Korbelik M, Dougherty G J
Cancer Imaging Department, British Columbia Cancer Agency, Vancouver, Canada.
Cancer Res. 1999 Apr 15;59(8):1941-6.
The curative ability of photodynamic therapy (PDT) is severely compromised if treated tumors are growing in immunodeficient hosts. Reconstitution of severe combined immunodeficient (scid) mice with splenocytes from naive immunologically intact BALB/c mice did not improve the response to Photofrin-based PDT of EMT6 tumors growing in these animals. In contrast, adoptive transfer of BALB/c splenocytes containing EMT6 tumor-sensitized immune cells had a dramatic effect on tumor regrowth after PDT. For instance, full restoration of the curative effect of PDT was achieved with scid mice that received splenocytes from BALB/c donors that were cured of EMT6 tumors by PDT 5 weeks before adoptive transfer. Splenocytes obtained from donors cured of EMT6 tumors using X-rays were much less effective. Selective in vitro depletion of specific T-cell populations from engrafting splenocytes indicated that CTLs are the main immune effector cells responsible for conferring the curative outcome to PDT in this experimental model, whereas helper T lymphocytes play a supportive role. The immune specificity of these T-cell populations was demonstrated by the absence of cross-reactivity between the EMT6 and Meth-A tumor models (mismatch between tumors growing in splenocyte donors and recipients). The immunocompetent BALB/c mice that received adoptively transferred splenocytes containing PDT-generated, tumor-sensitized immune cells also benefited from the improved outcome of PDT of tumors they were bearing. This was demonstrated not only with the fairly immunogenic EMT6 tumor model but also with weakly immunogenic Line 1 carcinomas. The results of this study indicate that PDT is a highly effective means of generating tumor-sensitized immune cells that can be recovered from lymphoid sites distant to the treated tumor at protracted time intervals after PDT, which asserts their immune memory character. It is also shown that the treatment of tumors by PDT creates the conditions necessary for converting the inactive adoptively transferred pre-effector, tumor-sensitized immune cells into fully functional antitumor effector cells. An additional finding of this study is the evidence of NK cell activation in PDT-treated Meth-A sarcomas.
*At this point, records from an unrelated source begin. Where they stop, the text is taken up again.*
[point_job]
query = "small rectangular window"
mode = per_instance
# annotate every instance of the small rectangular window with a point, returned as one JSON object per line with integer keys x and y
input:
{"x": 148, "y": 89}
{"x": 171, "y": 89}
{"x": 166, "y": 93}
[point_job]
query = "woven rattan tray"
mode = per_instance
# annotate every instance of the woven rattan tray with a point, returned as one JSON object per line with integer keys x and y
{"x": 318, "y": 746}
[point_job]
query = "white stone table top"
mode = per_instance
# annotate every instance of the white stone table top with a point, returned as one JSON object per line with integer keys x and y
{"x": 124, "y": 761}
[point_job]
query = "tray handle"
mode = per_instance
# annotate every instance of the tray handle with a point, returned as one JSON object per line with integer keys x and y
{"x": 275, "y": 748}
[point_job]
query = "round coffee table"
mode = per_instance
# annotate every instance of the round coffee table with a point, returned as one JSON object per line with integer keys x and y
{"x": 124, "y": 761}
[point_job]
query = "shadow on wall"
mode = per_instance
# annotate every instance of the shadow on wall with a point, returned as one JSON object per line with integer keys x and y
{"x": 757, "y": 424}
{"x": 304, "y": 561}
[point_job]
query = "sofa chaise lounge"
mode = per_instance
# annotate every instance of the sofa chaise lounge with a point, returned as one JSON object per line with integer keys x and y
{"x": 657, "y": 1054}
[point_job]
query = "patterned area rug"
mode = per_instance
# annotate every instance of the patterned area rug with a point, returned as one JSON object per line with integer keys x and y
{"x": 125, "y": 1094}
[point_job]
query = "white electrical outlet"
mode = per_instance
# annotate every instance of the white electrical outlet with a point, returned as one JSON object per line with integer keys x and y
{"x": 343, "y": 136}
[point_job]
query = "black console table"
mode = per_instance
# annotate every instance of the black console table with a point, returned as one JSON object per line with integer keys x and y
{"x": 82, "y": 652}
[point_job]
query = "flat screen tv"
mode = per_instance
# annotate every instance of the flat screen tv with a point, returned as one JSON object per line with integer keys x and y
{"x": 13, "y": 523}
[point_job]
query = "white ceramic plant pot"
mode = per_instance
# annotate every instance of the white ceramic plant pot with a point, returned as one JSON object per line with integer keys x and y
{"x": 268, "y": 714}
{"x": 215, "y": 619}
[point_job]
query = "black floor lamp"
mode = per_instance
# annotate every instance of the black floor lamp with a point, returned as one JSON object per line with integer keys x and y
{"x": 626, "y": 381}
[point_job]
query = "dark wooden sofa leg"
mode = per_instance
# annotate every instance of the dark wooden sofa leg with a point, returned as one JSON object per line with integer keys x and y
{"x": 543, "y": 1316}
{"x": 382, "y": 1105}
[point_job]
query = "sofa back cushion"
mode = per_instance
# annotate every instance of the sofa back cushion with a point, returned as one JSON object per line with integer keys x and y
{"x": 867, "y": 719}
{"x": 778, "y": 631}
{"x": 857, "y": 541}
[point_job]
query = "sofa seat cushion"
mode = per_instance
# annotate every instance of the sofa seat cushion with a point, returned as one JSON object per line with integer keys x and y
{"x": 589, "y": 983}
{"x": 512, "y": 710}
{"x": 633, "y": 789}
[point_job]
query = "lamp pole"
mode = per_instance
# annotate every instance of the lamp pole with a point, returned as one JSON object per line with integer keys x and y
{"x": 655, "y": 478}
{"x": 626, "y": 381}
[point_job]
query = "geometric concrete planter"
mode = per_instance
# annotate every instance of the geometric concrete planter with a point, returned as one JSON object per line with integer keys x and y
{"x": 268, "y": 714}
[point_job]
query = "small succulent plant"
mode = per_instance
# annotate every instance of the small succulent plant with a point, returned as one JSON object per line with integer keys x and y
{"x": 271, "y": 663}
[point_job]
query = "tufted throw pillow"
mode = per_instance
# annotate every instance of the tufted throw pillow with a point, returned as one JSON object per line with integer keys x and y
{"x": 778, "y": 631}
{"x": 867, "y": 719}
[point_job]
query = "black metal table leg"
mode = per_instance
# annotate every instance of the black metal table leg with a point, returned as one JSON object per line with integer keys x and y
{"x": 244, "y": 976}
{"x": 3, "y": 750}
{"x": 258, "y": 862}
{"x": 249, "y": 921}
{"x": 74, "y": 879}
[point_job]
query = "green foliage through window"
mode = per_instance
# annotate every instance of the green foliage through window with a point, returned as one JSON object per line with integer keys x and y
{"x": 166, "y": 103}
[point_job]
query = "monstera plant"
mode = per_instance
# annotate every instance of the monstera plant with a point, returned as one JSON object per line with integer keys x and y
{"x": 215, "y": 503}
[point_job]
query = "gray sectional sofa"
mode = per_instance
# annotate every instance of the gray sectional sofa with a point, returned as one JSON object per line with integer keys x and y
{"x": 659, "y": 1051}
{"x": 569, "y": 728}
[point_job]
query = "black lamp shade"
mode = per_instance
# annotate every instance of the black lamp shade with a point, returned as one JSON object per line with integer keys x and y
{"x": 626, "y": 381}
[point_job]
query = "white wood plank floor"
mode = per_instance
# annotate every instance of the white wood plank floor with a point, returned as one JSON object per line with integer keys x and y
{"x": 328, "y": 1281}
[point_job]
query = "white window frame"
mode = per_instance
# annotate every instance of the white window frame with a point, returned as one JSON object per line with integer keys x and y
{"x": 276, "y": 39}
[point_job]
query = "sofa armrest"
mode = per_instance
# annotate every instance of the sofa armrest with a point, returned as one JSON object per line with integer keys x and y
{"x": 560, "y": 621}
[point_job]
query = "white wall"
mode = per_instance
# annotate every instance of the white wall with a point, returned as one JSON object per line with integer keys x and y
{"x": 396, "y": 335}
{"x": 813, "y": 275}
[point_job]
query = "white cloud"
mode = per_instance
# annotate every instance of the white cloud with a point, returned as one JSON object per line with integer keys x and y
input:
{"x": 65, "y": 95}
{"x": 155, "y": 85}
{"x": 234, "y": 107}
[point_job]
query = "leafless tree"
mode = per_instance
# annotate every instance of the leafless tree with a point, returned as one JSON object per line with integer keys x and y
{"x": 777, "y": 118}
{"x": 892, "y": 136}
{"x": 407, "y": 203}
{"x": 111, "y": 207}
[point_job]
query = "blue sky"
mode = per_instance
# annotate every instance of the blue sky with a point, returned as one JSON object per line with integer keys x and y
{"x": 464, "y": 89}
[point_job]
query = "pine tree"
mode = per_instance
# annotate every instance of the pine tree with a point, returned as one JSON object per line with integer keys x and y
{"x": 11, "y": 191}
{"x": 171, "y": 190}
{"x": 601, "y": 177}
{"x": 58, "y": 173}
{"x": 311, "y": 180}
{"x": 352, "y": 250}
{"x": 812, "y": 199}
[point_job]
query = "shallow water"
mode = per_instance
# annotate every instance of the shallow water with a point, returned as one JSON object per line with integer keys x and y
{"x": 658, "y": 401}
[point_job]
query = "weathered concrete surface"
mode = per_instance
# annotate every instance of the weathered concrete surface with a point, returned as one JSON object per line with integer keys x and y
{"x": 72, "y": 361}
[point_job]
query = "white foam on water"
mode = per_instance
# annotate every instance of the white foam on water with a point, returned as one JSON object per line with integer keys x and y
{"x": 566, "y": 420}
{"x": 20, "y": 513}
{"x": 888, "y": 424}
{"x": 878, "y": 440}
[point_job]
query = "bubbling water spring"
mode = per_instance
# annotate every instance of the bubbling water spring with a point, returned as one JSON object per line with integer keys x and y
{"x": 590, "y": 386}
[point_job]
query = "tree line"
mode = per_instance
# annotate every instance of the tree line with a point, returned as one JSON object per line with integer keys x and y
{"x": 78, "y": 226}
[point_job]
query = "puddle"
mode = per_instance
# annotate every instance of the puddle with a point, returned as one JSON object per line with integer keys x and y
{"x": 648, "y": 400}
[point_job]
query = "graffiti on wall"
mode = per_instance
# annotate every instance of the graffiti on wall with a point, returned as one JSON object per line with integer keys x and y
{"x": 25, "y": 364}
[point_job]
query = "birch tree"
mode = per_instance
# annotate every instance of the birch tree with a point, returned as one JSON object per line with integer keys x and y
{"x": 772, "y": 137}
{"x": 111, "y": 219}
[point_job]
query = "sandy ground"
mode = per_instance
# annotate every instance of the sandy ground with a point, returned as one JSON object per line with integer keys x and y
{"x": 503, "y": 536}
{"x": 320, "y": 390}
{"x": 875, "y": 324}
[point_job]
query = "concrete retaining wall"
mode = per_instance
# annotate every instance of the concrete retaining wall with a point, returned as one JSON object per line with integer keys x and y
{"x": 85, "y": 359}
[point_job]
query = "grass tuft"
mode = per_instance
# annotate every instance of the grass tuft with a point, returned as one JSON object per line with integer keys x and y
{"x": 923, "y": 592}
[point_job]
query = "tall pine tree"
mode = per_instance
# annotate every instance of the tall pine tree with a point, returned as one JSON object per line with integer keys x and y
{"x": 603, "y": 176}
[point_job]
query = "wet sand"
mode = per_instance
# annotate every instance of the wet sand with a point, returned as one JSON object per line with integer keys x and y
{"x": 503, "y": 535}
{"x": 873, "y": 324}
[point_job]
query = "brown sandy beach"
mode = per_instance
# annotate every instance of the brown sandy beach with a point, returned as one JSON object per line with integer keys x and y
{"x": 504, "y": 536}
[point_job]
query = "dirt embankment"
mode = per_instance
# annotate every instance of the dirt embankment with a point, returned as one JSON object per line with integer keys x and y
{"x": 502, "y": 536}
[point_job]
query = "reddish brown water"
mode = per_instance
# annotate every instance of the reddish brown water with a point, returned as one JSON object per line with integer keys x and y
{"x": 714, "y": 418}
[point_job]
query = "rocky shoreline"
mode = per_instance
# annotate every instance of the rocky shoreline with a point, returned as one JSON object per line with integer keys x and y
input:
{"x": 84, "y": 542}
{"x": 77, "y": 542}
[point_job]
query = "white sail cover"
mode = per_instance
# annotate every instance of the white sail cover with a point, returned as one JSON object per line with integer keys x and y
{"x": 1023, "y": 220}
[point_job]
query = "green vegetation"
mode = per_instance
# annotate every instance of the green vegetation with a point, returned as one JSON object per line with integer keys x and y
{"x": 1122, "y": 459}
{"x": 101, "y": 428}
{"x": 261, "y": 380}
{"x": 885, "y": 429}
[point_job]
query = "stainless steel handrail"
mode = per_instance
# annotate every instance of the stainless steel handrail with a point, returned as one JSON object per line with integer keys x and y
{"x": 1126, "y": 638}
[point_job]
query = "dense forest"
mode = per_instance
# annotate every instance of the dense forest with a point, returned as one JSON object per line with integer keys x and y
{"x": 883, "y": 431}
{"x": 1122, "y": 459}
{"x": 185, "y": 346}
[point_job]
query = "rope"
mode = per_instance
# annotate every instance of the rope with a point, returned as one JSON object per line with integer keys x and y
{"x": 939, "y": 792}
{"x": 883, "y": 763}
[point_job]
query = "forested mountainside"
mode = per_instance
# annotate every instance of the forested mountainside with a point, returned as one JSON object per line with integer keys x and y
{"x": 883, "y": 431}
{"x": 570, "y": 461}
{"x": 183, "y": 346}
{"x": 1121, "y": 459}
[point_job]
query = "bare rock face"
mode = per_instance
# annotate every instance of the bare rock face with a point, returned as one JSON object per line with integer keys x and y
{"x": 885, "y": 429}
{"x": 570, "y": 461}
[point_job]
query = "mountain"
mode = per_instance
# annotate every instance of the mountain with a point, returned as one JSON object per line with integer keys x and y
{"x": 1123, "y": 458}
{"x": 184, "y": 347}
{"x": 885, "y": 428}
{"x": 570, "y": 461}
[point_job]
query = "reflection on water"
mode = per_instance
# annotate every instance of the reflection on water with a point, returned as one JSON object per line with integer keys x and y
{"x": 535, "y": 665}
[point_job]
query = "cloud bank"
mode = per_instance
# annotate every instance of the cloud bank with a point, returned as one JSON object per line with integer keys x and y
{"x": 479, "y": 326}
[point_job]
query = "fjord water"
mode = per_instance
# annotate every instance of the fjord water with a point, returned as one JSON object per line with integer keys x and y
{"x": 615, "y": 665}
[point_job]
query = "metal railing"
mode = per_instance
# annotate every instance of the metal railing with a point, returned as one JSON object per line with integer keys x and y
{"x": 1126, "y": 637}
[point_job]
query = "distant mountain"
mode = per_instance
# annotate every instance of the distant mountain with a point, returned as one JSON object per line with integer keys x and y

如果待治疗的肿瘤在免疫缺陷宿主中生长,光动力疗法(PDT)的治疗能力将受到严重损害。用来自未接触过抗原的免疫健全的BALB/c小鼠的脾细胞重建严重联合免疫缺陷(scid)小鼠,并未改善这些动物体内生长的EMT6肿瘤对基于卟吩姆钠的PDT的反应。相比之下,过继转移含有对EMT6肿瘤致敏的免疫细胞的BALB/c脾细胞,对PDT后的肿瘤再生长有显著影响。例如,对于在过继转移前5周通过PDT治愈了EMT6肿瘤的BALB/c供体来源的脾细胞,接受这些脾细胞的scid小鼠实现了PDT治疗效果的完全恢复。从使用X射线治愈了EMT6肿瘤的供体获得的脾细胞效果要差得多。从植入的脾细胞中选择性体外去除特定T细胞群体表明,在该实验模型中,细胞毒性T淋巴细胞(CTL)是赋予PDT治疗效果的主要免疫效应细胞,而辅助性T淋巴细胞起支持作用。EMT6和Meth-A肿瘤模型之间不存在交叉反应(脾细胞供体和受体中生长的肿瘤不匹配),证明了这些T细胞群体的免疫特异性。接受过继转移的含有PDT产生的、对肿瘤致敏的免疫细胞的脾细胞的免疫健全的BALB/c小鼠,也从其自身所患肿瘤PDT效果的改善中受益。这不仅在免疫原性相当强的EMT6肿瘤模型中得到证实,在免疫原性弱的1号线癌中也得到了证实。这项研究的结果表明,PDT是一种产生对肿瘤致敏的免疫细胞的高效方法,这些免疫细胞在PDT后较长时间间隔内可从远离治疗肿瘤的淋巴部位回收,这证明了它们的免疫记忆特性。研究还表明,通过PDT治疗肿瘤创造了将无活性的过继转移前效应细胞、对肿瘤致敏的免疫细胞转化为功能完全的抗肿瘤效应细胞所需的条件。这项研究的另一个发现是在PDT治疗的Meth-A肉瘤中有自然杀伤(NK)细胞激活的证据。